Vision

Upload a file to MediaCatch Vision API and get the results

Upload a file to MediaCatch Vision API.

Parameters:

Name	Type	Description	Default
`fpath`	`str`	File path.	required
`type`	`Literal['ocr', 'face']`	Type of inference to run on the file.	required
`url`	`str`	URL to the vision API. Defaults to 'https://api.mediacatch.io/vision'.	`'https://api.mediacatch.io/vision'`
`api_key`	`str`	API key for the vision API. Defaults to None.	`None`
`fps`	`int`	Frames per second for video processing. Defaults to 1.	`None`
`tolerance`	`int`	Tolerance for text detection. Defaults to 10.	`None`
`min_bbox_iou`	`float`	Minimum bounding box intersection over union for merging text detection.
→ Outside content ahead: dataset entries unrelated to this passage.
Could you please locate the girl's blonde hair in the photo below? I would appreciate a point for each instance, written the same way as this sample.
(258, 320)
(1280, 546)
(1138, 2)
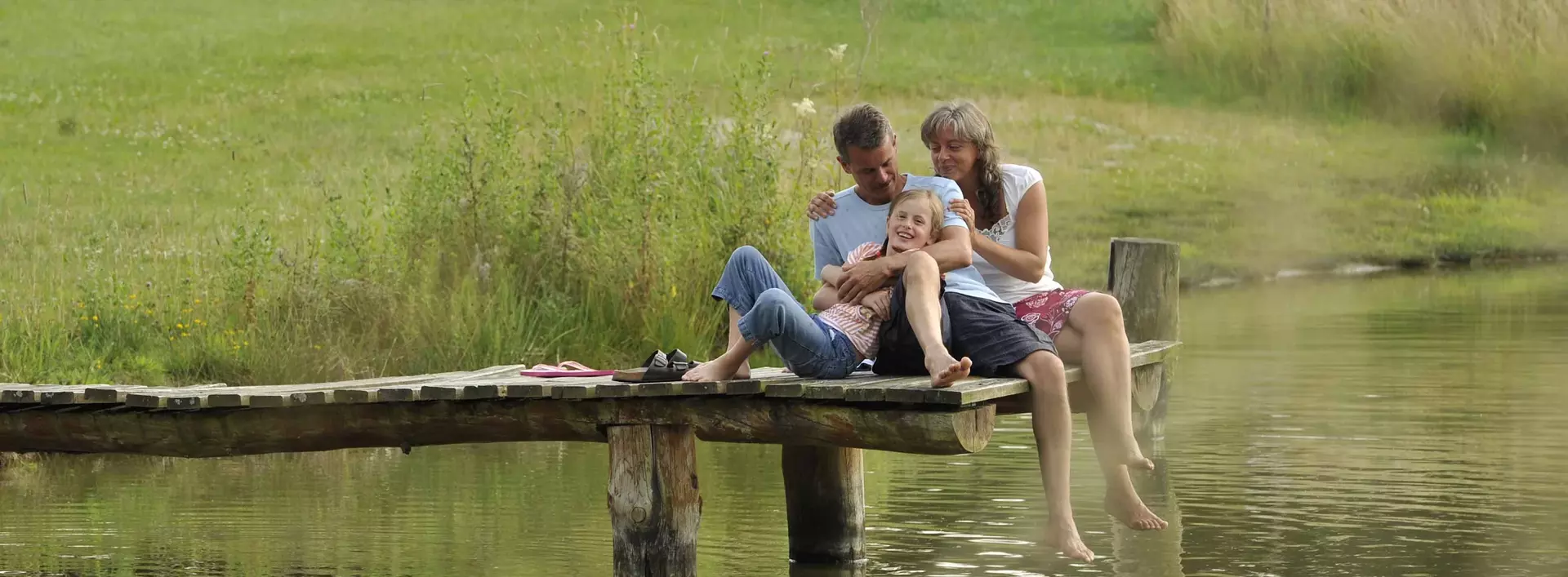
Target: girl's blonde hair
(971, 124)
(929, 199)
Defaults to 0.5.	`None`
`min_levenshtein_ratio`	`float`	Minimum Levenshtein ratio for merging text detection (more info here: https://rapidfuzz.github.io/Levenshtein/levenshtein.html#ratio). Defaults to 0.75.	`None`
`moving_threshold`	`int`	If merged text detections center moves more pixels than this threshold, it will be considered moving text. Defaults to 50.	`None`
`max_text_length`	`int`	If text length is less than this value, use max_text_confidence as confidence threshold. Defaults to 3.	`None`
`min_text_confidence`	`float`	Confidence threshold for text detection (if text length is greater than max_text_length). Defaults to 0.5.	`None`
`max_text_confidence`	`float`	Confidence threshold for text detection (if text length is less than max_text_length). Defaults to 0.8.	`None`
`max_height_width_ratio`	`float`	Discard detection if height/width ratio is greater than this value. Defaults to 2.0.	`None`
`get_detection_histogram`	`bool`	If true, get histogram of detection. Defaults to False.	`None`
`detection_histogram_bins`	`int`	Number of bins for histogram calculation. Defaults to 8.	`None`
`max_height_difference_ratio`	`float`	Determine the maximum allowed difference in height between two text boxes for them to be merged. Defaults to 0.5.	`None`
`max_horizontal_distance_ratio`	`float`	Determine if two boxes are close enough horizontally to be considered part of the same text line. Defaults to 0.9.	`None`
`get_frame_index`	`bool`	If true, get frame index. Defaults to None.	`None`
`get_bbox`	`bool`	If true, get bounding box. Defaults to None.	`None`
`face_recognition`	`bool`	If true, run face recognition. Defaults to None.	`None`
`face_age`	`bool`	If true, get face age. Defaults to None.	`None`
`face_gender`	`bool`	If true, get face gender. Defaults to None.	`None`
`face_expression`	`bool`	If true, get face expression. Defaults to None.	`None`
`face_ethnicity`	`bool`	If true, get face ethnicity. Defaults to None.	`None`
`max_retries`	`int`	Maximum number of retries. Defaults to 5.	`5`
`delay`	`float`	Delay between retries. Defaults to 10.0.	`10.0`
`verbose`	`bool`	If True, print log messages. Defaults to True.	`True`

Returns:

Name	Type	Description
`str`	`str`	File ID.

Wait for result from a URL.

Parameters:

Name	Type	Description	Default
`file_id`	`str`	The file ID to get the result from.	required
`url`	`str`	The URL to get the result from.	`'https://api.mediacatch.io/vision'`
`timeout`	`int`	Timeout for waiting in seconds. Defaults to 3600.	`3600`
`delay`	`int`	Delay between each request. Defaults to 10.	`10`
`verbose`	`bool`	If True, print log messages. Defaults to True.	`True`

Returns:

Type	Description
`dict[str, Any] \| None`	dict[str, Any] \| None: Dictionary with the result from the URL or None if failed.